ONE RECENT MORNING, I stepped out of my house in southern Srinagar and stood by the desolate road for a while. The emptiness seemed to make the road expansive until my eyes met a thick coil of barbed wire blocking the road. CRPF and Kashmir police personnel patrolled the area, guns slung over their shoulders, bamboo canes in hand. Military infrastructure is a common sight in Kashmir, yet what was most striking—and has been for the past three months—was the silence. The silence that curfew imposes is the loudest sound you hear in Kashmir today, louder than the burst of teargas guns and bullets. Behind the silence, behind the half open doors, a population seethes and then breaks the curfew every now and then until the uniforms fire again and the number of the dead, 99 by now, increases.

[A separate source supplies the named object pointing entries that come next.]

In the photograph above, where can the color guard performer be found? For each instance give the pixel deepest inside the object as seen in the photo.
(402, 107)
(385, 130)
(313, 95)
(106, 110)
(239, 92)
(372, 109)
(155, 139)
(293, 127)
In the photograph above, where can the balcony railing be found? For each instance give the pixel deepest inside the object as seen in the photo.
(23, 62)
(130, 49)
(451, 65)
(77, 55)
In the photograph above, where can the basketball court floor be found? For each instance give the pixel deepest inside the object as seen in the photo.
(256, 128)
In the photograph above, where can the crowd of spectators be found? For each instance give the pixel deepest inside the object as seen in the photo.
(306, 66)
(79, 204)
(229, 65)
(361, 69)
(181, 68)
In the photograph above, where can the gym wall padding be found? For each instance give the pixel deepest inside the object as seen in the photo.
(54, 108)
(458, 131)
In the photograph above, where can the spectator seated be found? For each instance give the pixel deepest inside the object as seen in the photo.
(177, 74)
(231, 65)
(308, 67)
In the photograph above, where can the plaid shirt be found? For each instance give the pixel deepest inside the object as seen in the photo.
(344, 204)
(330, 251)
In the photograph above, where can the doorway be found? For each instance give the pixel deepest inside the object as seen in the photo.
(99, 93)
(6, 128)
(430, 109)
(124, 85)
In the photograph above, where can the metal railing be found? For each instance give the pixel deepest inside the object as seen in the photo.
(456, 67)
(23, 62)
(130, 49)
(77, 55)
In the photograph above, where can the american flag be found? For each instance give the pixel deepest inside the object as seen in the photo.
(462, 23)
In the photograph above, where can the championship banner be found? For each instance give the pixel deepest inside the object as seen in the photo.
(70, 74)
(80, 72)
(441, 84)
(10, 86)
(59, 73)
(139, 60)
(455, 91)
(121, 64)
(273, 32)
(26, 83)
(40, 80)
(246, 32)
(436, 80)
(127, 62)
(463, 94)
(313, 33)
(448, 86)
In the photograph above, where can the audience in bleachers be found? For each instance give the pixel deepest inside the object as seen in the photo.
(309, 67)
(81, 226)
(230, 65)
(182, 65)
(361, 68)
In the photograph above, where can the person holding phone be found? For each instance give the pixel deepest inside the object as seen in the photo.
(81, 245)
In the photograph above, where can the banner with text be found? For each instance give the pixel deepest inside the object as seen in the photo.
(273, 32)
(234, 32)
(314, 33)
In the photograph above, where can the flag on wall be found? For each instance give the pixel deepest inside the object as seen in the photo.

In the besieged valley, a shortage of groceries and life saving drugs is growing. Parents are struggling to find milk for infants. As the shadows of the day lengthen, a distressed population peeps out of windows looking for an elusive relaxation in the iron-fisted curfew. Instead, their ears meet the harsh warnings from the police patrol loudspeakers asking them to stay indoors.
Several friends called to say they were running out of all food supplies. An acquaintance in Bemina, a part of old Srinagar, who suffers from a cardiac element has run out of medicine and is experiencing severe palpitations and shivers. Worried about the trend, I called an uncle, a senior doctor. “People suffering from cardiac problems and hypertension are dying in their homes for the lack of access to hospitals and life saving drugs like anti-coagulents, anti-hypertensive drugs,” he said. One of his neighbours in an Anantnag village died last week of hypoglycemia; she couldn’t be taken to the district hospital a few miles away.